We shall not flinch from the shedding of blood, be it foreign blood or be it German blood, should the nation so demand it of us
.’

Himmler. Article in the
Völkischer Beobachter
, 17th January
1940.

 

Pelagaja Sacharovna, captain of the NKVD and liaison officer for the Polish partisans of Lublin, had endured seventeen hours of torture at the hands of the SS. Not until they held her naked body over an open furnace did they manage to break her resistance – and even then she passed out before she could tell them anything.

They brought her round by douching her with icy water. The burns on her back were deep and searing, and a judiciously placed finger was enough to make her scream in agony. She had been a beautiful woman before her torturers had been let loose upon her. Dirlewanger himself had slept with her on several occasions. Now there was nothing left of her former glory; nothing but the ugly wreckage of humanity, degraded beyond the limits of what is endurable. A body flayed raw and burnt to the bone, and a creature that moaned and called out for death.

When at last she had told them all that she knew, they put her out of her misery with a bullet through the back of the neck.

The Pole
 

We had been in the forest for thirty-six hours, and it was raining again. It had started shortly after we arrived, and it showed no signs of letting up. It dripped off the trees and ran in torrents down the rutted paths of the forest. The ground was soft and spongy, it squelched as we walked on it, and then men at the back of the column found themselves having to splash through muddy water ankle deep.

We stopped for a rest in an area of dismal brown marshland, and Porta took off his boots and wrung the water from them. Heide, to the astonishment of those who did not know him, took out a cleaning kit from his pack and began solemnly to scrub and polish himself. He removed his boots and scraped them free of mud.
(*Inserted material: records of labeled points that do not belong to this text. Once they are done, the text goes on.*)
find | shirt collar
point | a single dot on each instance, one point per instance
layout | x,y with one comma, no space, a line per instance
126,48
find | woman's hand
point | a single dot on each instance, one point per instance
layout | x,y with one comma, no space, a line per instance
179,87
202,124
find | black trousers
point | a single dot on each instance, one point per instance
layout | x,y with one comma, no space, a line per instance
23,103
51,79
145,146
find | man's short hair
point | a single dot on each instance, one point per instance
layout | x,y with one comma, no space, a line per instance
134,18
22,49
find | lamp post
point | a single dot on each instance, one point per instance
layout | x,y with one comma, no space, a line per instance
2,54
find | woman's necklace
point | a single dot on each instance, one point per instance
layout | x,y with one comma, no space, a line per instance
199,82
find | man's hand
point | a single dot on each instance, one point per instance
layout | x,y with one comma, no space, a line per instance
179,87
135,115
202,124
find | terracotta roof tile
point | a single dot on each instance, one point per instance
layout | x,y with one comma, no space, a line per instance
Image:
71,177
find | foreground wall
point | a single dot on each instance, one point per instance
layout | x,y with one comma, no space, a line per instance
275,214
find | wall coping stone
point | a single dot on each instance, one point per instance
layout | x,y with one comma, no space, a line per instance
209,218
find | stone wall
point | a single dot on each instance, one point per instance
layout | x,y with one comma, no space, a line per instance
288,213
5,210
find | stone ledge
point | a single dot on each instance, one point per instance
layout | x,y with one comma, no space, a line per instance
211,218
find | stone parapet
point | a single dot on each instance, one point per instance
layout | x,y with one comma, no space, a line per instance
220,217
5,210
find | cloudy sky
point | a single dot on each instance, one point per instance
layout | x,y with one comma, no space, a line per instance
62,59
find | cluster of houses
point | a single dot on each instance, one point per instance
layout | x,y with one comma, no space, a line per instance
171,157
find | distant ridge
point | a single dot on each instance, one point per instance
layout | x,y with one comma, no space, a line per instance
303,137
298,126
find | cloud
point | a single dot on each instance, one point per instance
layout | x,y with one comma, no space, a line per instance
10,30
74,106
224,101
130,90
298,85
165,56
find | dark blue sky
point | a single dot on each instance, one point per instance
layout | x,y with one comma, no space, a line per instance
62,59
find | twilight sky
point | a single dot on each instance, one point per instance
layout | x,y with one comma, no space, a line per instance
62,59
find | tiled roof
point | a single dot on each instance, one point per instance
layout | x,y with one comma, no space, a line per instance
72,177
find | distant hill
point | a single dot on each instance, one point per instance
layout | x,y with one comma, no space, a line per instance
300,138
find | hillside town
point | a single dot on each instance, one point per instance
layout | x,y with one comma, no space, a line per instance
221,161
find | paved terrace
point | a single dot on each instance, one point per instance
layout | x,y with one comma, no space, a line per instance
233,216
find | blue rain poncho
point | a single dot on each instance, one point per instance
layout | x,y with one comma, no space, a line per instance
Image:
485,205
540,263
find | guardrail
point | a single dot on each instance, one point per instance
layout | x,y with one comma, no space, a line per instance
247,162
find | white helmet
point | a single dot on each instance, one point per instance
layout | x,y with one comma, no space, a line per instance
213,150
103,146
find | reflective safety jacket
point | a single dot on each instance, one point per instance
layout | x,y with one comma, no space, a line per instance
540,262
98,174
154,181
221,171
He examined the soles and discovered that three of the thirty-three regulation studs were missing. But naturally, being Heide, he carried a spare tin of studs with him wherever he went. Having fixed up his footgear, he next turned his attention to his uniform. He sponged dry blood off the sleeve of his jacket with a piece of rag dipped in a pool of rainwater. He brushed the mud off his trousers. He counted all the buttons he could find, and then solemnly pulled out a rag and began polishing them. Even the Colonel sat watching him in unconcealed fascination.

‘Any minute now,’ said Porta, ‘and he’ll start checking his pubic hairs to make sure they’re all present and correct.’

Heide laid down his brushes and his cloths. He buttoned up his tunic and he smoothed back his hair and he turned, very slowly, to contemplate Porta. He let his gaze run up the length of the mangy body, from the bare black feet with their horny nails, to the unshaven face and the matted hair that was caked with mud. He didn’t say anything. He just gave a cold, superior smile and began to reassemble all his cleaning kit.

The Colonel leaned across excitedly to the Old Man.

‘Tell me, sergeant,’ he whispered, ‘is there something wrong with that soldier?’

‘Wrong?’ said the Old Man.

‘Up here,’ said the Colonel, and he tapped significantly at his forehead with one bony finger. ‘Something loose in the top storey, eh?’

The Old Man allowed himself a faint smile.

‘Not really, sir. He’s just what you might call a Living Rule, as it were.’

‘A living rule, Sergeant?’

‘Like in convents, sir—’

‘Ah! Aha! Yes, indeed, yes.’ The Colonel slowly sat back, never once taking his gaze off Heide. ‘Frightening,’ he said. ‘Positively frightening.’

Private Abt, who had been a schoolteacher before joining the Army to do his not very useful bit for the Fatherland, had been hit by a bullet in the thigh. It had passed right through and left two clean, neat holes, but the way he was carrying on you’d have thought he’d had his whole leg amputated. He lay moaning on the ground calling out for morphine, while men far worse off than he sat silently in pain because they knew there was nothing to be done for them. We had no morphine, and hadn’t had any for some time. Private Abt was very well aware of the situation, but still he went on whining and groaning and driving us all mad.